Antonio Logli, 56 anni, è stato condannato a 20 anni di carcere per l’omicidio della moglie Roberta Ragusa, scomparsa il 13 e 14 gennaio 2012 da San Giuliano Terme (Pisa). La Cassazione ha confermato la sentenza, escludendo la possibilità di una fuga volontaria della vittima. I giudici hanno respinto il ricorso presentato da Logli e dai suoi avvocati, ritenendo che il marito fosse l’unica persona in grado di aver ucciso la moglie e di aver distrutto il suo cadavere, nonostante non siano state trovate prove dirette.
Una relazione extraconiugale che ha segnato la vita di coppia
Le indagini hanno rivelato una profonda crisi nel matrimonio tra Logli e Roberta Ragusa, alimentata da una relazione extraconiugale stabile con Sara Calzolaio, collaboratrice dell’autoscuola e amica della vittima. La Calzolaio, legata a Logli da otto anni, aveva ricevuto istruzioni per distruggere i telefoni e le schede telefoniche utilizzati per comunicare con Roberta. Di sua iniziativa, aveva segnalato ai carabinieri questa situazione, che era nota alla stessa Ragusa ma non accettata.
Le motivazioni della Cassazione: nessun dubbio ragionevole
Nelle motivazioni della sentenza, i giudici hanno sottolineato che i dati raccolti durante le indagini preliminari erano sufficienti a escludere ogni altra ipotesi rispetto a quella dell’omicidio di Roberta. La Cassazione ha ritenuto che non fosse plausibile pensare a una fuga volontaria della vittima, considerando il suo profilo personologico e i suoi comportamenti precedenti. L’ipotesi, avanzata da Logli, che la moglie potesse essere ancora in vita e aver abbandonato la casa, è stata definitivamente respinta.
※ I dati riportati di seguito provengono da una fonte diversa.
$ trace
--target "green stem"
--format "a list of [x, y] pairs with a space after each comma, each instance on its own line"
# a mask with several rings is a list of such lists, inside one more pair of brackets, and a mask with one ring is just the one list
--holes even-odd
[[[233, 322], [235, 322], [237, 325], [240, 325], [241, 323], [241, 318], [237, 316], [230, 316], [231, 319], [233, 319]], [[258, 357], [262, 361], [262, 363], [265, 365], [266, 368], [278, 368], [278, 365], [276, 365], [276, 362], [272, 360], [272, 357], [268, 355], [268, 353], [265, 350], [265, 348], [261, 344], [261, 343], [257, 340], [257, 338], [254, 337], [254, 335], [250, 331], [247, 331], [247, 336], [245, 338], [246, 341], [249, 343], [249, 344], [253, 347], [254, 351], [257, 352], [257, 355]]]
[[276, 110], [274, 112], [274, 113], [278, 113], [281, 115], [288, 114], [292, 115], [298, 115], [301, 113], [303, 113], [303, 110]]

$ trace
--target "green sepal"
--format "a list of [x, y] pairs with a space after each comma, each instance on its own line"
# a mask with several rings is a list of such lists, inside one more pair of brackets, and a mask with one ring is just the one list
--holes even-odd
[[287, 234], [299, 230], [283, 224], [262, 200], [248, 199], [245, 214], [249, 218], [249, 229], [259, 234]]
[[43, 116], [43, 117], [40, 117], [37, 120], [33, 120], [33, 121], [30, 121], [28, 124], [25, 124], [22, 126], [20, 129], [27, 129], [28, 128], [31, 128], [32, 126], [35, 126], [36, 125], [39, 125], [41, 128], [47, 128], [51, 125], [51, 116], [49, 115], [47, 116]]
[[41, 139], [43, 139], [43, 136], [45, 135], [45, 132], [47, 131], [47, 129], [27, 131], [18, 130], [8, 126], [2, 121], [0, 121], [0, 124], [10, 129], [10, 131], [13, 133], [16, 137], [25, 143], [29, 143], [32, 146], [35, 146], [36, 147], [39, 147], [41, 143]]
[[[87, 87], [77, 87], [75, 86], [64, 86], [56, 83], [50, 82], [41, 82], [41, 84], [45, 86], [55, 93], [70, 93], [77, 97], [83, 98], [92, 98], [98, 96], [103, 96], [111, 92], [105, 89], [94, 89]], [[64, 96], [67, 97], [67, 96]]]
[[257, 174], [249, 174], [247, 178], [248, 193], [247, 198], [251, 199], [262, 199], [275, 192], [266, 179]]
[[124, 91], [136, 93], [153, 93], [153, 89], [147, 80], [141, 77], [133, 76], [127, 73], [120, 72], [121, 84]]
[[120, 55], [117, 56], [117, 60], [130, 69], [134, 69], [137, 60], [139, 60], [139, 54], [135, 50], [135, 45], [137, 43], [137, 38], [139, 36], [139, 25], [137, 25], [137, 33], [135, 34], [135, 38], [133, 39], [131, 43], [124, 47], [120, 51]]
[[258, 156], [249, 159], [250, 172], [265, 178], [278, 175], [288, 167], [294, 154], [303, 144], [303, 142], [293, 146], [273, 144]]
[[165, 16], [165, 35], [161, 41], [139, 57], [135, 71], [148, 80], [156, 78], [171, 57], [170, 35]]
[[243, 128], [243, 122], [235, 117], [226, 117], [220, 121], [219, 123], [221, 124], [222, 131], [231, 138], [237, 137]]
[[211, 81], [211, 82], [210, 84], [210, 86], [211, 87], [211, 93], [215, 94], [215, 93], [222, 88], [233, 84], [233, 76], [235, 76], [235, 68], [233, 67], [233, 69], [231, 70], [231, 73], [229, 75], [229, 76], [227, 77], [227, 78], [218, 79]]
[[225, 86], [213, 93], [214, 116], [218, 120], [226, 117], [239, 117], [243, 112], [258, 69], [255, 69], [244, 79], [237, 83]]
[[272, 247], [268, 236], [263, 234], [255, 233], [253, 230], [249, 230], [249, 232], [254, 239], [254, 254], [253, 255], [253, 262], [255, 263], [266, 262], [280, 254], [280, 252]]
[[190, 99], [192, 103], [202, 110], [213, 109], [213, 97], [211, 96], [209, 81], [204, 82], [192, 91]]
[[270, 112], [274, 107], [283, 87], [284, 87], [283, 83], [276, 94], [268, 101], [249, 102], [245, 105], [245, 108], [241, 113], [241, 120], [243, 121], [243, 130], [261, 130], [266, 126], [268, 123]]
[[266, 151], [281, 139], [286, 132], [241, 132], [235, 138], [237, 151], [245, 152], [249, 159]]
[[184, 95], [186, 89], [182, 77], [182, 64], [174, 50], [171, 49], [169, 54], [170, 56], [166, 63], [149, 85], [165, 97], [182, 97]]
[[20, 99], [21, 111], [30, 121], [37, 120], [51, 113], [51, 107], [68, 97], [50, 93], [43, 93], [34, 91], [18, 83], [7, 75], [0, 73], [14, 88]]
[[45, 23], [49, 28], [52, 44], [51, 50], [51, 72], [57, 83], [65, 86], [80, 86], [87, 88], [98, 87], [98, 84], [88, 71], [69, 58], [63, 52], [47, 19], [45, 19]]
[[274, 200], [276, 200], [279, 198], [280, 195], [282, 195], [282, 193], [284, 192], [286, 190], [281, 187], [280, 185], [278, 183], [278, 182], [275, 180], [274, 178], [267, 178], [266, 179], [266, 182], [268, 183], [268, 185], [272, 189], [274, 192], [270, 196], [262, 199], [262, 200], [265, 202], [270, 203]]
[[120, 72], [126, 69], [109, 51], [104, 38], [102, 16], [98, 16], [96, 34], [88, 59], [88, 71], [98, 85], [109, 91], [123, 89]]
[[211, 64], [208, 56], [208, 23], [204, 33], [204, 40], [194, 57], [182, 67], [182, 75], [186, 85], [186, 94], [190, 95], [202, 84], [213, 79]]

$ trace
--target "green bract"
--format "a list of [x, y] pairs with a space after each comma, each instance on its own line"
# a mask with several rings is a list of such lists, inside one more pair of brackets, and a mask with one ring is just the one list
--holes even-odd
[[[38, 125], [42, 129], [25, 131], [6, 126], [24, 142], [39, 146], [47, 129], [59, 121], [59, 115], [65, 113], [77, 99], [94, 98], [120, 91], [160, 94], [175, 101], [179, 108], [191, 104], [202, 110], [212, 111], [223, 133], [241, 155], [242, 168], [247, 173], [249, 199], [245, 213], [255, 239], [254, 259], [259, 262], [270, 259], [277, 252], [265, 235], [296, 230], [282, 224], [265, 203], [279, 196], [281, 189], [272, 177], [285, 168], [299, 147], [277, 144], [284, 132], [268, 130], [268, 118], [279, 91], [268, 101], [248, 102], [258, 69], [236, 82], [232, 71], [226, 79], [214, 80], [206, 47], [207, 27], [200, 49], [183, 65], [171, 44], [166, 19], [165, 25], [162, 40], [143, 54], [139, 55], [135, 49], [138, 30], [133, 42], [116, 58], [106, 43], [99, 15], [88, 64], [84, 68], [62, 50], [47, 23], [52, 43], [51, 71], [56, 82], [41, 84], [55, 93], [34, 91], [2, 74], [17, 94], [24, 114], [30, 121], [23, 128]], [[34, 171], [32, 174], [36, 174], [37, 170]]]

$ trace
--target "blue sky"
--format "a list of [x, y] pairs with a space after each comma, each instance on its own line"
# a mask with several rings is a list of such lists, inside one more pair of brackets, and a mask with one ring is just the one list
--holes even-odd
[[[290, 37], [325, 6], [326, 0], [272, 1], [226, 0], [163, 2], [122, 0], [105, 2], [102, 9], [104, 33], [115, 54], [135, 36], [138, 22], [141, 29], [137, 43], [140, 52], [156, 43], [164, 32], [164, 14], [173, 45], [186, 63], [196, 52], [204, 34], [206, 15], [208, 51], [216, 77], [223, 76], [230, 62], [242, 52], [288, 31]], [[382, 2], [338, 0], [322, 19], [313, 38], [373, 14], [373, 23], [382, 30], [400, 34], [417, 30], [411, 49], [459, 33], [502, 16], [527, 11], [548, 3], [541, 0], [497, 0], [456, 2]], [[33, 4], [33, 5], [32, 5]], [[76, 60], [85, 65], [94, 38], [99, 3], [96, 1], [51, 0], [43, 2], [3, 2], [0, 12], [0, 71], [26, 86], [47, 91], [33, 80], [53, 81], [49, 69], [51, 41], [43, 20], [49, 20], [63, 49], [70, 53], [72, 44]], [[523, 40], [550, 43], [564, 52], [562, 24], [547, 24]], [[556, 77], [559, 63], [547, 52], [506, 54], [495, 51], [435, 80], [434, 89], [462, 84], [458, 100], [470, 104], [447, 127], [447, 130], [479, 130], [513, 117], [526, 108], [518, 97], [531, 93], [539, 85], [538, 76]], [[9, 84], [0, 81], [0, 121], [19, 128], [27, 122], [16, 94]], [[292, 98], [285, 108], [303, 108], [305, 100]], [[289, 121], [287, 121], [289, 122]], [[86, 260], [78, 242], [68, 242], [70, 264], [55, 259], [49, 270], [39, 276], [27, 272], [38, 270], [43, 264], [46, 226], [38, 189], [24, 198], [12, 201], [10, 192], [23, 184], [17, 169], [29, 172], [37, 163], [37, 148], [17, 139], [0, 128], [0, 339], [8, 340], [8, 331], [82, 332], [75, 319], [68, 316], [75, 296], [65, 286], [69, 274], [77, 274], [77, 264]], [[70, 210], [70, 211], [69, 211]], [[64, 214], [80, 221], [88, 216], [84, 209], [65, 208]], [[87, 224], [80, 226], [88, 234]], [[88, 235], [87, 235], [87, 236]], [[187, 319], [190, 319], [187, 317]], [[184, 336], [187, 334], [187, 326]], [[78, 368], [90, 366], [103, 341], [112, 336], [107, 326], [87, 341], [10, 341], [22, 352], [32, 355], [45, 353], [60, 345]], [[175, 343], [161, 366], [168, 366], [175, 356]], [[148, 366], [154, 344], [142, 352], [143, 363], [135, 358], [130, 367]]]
La sentenza di primo e di secondo grado aveva già stabilito che Logli fosse l’unica persona in grado di aver ucciso la moglie, nonostante non fosse stata trovata alcuna prova diretta. I giudici hanno sottolineato che, nonostante l’assenza di prove specifiche, la convinzione di un unico colpevole è maturata sulla base di indizi sufficienti a escludere ogni altra ipotesi. La Cassazione ha confermato che non esiste alcun ragionevole dubbio circa la responsabilità di Logli.
Dopo la condanna in primo e in secondo grado, Logli aveva presentato un ricorso in cassazione, sperando in un annullamento della sentenza e in un nuovo processo. Tuttavia, i giudici hanno ritenuto il ricorso inammissibile, sottolineando che le motivazioni della sentenza di primo grado erano state già valutate in modo congruo. L’ipotesi di una fuga volontaria della moglie è stata definitivamente scartata, nonostante la mancanza di prove dirette.
La Cassazione ha confermato che Antonio Logli è il solo e unico responsabile della morte di Roberta Ragusa, nonostante la sua assenza di prove specifiche. La sentenza, che ha concluso il processo, ha rafforzato la posizione della giustizia, che ha ritenuto che non fosse plausibile alcuna altra ipotesi rispetto a quella dell’omicidio volontario e occultamento del corpo della vittima.